His relative strength shot up.
Why is relative strength important?
Two things to consider:
- Relative strength takes into account your weight and size. All things being equal – a bigger person [height/weight] will be absolutely stronger than a smaller person.
- This puts things into perspective. Did you actually lose strength?
In Tiago’s case, he actually got stronger.
*To work out relative strength – divide your max lift by your bodyweight.
Absolute strength is simply the most amount of weight you can lift.
A Few Months after
Tee sent me this pic a few months after we finished working together. Evidently he’s been able to maintain an awesome level of conditioning after ending the diet, ticking off another one of his goals. I’m showing this to you also because I want to emphasise the importance of following a plan that is sustainable – not just for the length of your diet, but for the long haul.

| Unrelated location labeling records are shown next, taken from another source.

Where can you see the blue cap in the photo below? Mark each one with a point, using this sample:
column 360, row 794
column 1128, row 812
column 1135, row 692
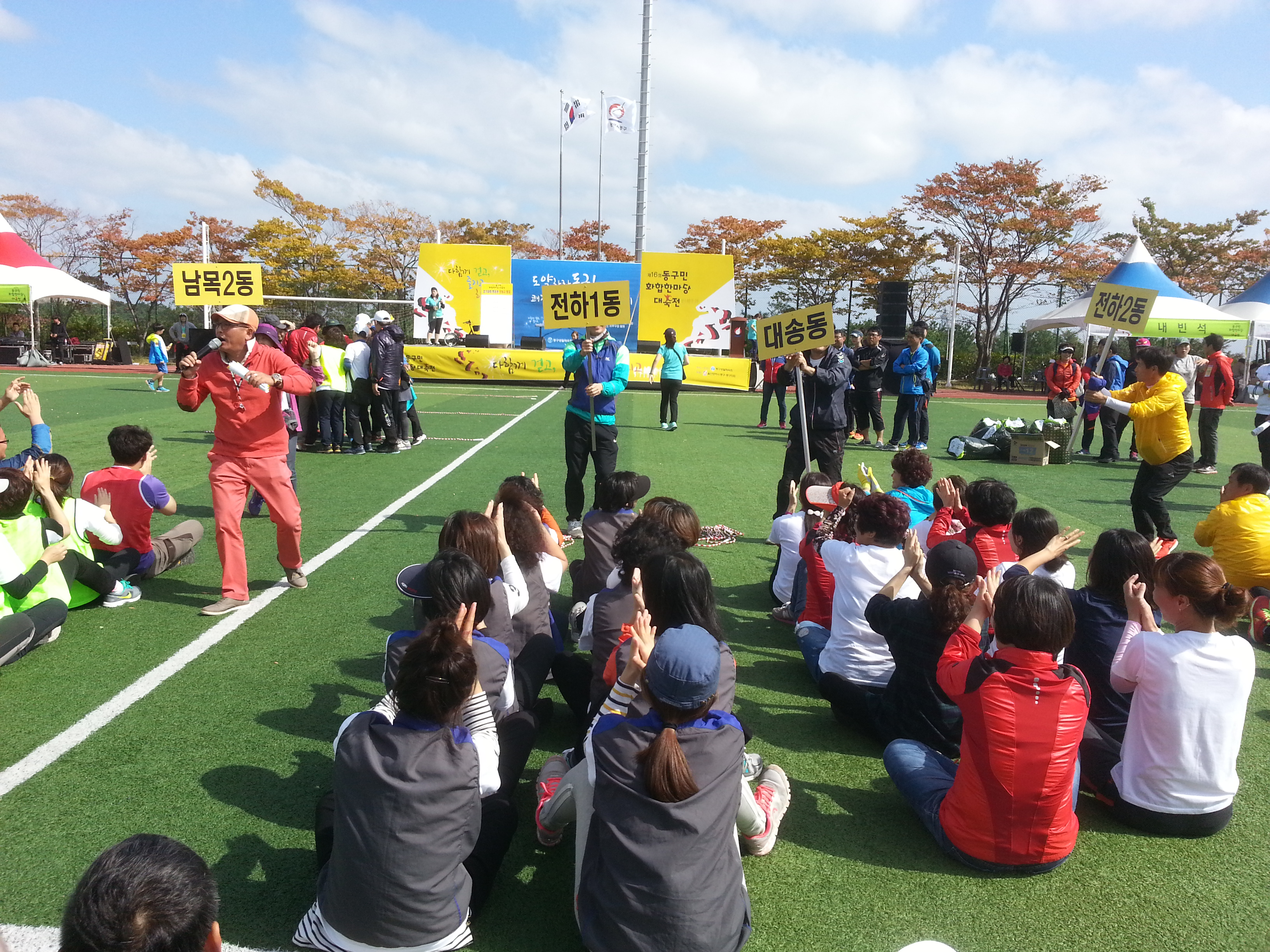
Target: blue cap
column 684, row 668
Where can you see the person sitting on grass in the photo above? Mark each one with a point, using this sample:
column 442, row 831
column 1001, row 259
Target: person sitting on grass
column 28, row 405
column 1007, row 808
column 1239, row 528
column 860, row 568
column 417, row 766
column 148, row 893
column 658, row 804
column 989, row 511
column 135, row 495
column 916, row 631
column 1175, row 775
column 616, row 498
column 1030, row 531
column 36, row 577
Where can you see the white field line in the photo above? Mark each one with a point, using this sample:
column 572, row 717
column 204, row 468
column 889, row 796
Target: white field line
column 82, row 730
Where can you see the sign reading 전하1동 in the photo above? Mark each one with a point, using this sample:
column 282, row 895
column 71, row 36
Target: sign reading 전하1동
column 216, row 285
column 587, row 305
column 795, row 331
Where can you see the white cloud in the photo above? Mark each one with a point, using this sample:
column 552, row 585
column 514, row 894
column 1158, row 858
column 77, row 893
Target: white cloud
column 1084, row 14
column 13, row 27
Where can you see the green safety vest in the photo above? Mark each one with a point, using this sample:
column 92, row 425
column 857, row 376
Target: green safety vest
column 78, row 541
column 26, row 536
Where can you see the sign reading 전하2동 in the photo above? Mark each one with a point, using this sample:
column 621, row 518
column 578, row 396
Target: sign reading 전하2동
column 587, row 305
column 795, row 331
column 216, row 285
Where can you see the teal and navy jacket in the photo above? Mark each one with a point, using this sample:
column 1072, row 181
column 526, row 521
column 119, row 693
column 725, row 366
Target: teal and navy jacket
column 611, row 366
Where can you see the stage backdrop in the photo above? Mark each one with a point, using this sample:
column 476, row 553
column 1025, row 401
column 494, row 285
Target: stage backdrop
column 496, row 365
column 460, row 275
column 530, row 276
column 696, row 295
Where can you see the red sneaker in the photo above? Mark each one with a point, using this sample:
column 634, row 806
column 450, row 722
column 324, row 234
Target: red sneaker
column 1260, row 619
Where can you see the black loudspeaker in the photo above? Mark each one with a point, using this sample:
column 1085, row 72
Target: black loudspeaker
column 120, row 354
column 892, row 308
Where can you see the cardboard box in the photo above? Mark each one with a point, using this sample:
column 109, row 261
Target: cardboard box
column 1030, row 450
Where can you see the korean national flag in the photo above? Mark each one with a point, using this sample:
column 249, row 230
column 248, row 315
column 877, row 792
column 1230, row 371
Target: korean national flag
column 573, row 111
column 620, row 115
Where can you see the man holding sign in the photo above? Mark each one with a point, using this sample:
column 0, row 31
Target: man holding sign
column 821, row 375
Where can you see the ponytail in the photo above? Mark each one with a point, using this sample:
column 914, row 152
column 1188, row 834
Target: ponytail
column 667, row 774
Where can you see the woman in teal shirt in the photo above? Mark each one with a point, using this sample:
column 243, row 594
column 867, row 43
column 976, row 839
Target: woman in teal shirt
column 674, row 359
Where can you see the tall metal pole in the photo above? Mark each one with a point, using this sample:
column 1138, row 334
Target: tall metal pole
column 642, row 169
column 600, row 187
column 957, row 281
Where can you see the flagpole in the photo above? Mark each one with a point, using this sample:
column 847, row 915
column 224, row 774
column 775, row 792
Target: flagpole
column 561, row 212
column 642, row 176
column 600, row 188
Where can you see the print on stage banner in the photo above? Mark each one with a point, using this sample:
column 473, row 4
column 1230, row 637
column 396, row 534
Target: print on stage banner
column 696, row 295
column 459, row 273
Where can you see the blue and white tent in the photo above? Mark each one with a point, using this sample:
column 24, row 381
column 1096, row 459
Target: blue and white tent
column 1137, row 270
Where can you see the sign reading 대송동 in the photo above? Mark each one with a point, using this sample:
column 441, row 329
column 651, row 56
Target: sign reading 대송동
column 795, row 331
column 218, row 285
column 587, row 305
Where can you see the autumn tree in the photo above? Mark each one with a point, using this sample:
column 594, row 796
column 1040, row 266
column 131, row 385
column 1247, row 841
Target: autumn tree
column 1206, row 261
column 740, row 238
column 1019, row 234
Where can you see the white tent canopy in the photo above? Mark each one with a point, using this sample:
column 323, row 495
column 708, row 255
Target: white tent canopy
column 1137, row 270
column 19, row 264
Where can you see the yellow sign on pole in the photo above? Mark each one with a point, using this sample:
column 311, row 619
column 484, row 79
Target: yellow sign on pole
column 1121, row 306
column 795, row 331
column 218, row 285
column 586, row 305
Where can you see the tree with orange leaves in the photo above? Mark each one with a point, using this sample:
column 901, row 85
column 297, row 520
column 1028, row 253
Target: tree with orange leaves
column 1020, row 235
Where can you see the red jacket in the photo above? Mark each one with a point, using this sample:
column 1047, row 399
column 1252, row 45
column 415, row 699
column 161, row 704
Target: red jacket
column 1023, row 718
column 1216, row 384
column 248, row 421
column 1061, row 378
column 991, row 544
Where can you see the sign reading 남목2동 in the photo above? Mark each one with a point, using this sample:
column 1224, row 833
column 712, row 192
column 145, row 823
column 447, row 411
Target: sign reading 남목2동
column 218, row 285
column 795, row 331
column 586, row 305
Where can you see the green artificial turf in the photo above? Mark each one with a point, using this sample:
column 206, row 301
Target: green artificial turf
column 232, row 753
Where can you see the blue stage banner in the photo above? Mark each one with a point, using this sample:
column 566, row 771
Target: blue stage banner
column 530, row 276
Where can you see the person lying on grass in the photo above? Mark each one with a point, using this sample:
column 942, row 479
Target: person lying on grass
column 1175, row 775
column 658, row 803
column 421, row 768
column 1007, row 808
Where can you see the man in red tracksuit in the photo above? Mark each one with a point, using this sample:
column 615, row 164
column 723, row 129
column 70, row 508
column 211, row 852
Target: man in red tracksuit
column 1009, row 805
column 251, row 447
column 1217, row 393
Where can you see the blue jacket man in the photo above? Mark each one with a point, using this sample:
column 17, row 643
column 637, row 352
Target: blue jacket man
column 601, row 369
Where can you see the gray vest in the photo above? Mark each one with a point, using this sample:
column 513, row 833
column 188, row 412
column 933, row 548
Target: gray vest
column 600, row 534
column 491, row 657
column 407, row 816
column 665, row 876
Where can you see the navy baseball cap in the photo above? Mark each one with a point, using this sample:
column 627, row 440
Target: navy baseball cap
column 684, row 668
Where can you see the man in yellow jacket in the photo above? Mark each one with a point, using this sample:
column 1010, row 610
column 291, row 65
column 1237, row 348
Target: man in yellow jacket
column 1239, row 528
column 1155, row 405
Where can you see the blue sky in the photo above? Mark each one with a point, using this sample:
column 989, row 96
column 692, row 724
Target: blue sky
column 802, row 110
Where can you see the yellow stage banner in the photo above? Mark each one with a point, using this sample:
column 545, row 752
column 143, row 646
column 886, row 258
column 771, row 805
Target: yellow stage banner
column 496, row 365
column 216, row 285
column 460, row 273
column 696, row 295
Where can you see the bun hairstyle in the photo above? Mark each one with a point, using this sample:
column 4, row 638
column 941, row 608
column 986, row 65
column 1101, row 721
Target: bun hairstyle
column 436, row 674
column 1202, row 581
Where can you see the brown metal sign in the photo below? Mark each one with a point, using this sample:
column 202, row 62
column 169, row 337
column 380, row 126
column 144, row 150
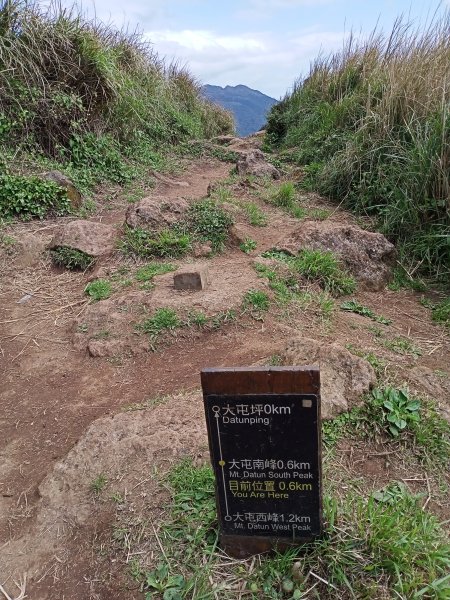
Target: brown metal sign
column 264, row 438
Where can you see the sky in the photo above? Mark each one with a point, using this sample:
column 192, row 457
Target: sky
column 264, row 44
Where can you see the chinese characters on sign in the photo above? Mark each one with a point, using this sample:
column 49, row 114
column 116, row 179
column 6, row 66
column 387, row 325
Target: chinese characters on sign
column 265, row 454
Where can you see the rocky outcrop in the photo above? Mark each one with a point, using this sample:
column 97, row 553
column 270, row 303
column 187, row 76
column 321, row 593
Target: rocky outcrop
column 156, row 212
column 368, row 256
column 95, row 239
column 344, row 377
column 254, row 163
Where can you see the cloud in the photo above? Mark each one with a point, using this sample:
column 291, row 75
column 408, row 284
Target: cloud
column 264, row 61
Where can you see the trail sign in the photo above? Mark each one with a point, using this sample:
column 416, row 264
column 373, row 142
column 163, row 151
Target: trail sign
column 264, row 439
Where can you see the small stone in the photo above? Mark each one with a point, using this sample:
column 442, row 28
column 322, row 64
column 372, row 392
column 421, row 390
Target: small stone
column 193, row 278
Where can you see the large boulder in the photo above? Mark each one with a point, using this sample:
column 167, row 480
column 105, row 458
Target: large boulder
column 255, row 163
column 367, row 255
column 95, row 239
column 344, row 377
column 67, row 184
column 156, row 212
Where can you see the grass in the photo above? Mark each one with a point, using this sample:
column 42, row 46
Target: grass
column 149, row 271
column 256, row 301
column 163, row 319
column 369, row 125
column 401, row 345
column 255, row 215
column 324, row 268
column 285, row 197
column 248, row 245
column 384, row 544
column 100, row 289
column 440, row 313
column 360, row 309
column 98, row 484
column 166, row 243
column 71, row 258
column 206, row 221
column 91, row 101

Closing thoughts from Tee:
There were multiple benefits to having a coach but if you asked me to choose the one, I’d say
‘no, I’m going to choose three’:
1) Accountability –
I’d tracked Caloric and macronutrient intake, tracked weight and gym before previously but only for intermittent spells. Adam provided me with systems that were an easy and effective way of tracking all the key variables. This really reiterated the value of what a period of consistent few months of solid training, recovery and nutrition.
2) External perspective –
Being a PT and involved in a MSc program, I’d say I’m capable of writing my own program. However it was refreshing to have someone take care of that and highlight weak areas forcing me to go where I wouldn’t have gone on my own. It was also so useful to have Adam make the decisions with regards to my training/nutrition and know that an unbiased and knowledgeable decision was being made.
3) Expertise –
Simply a really well-rounded guy both in terms of experience, online and offline and in having a sound grasp of the implications of research on training.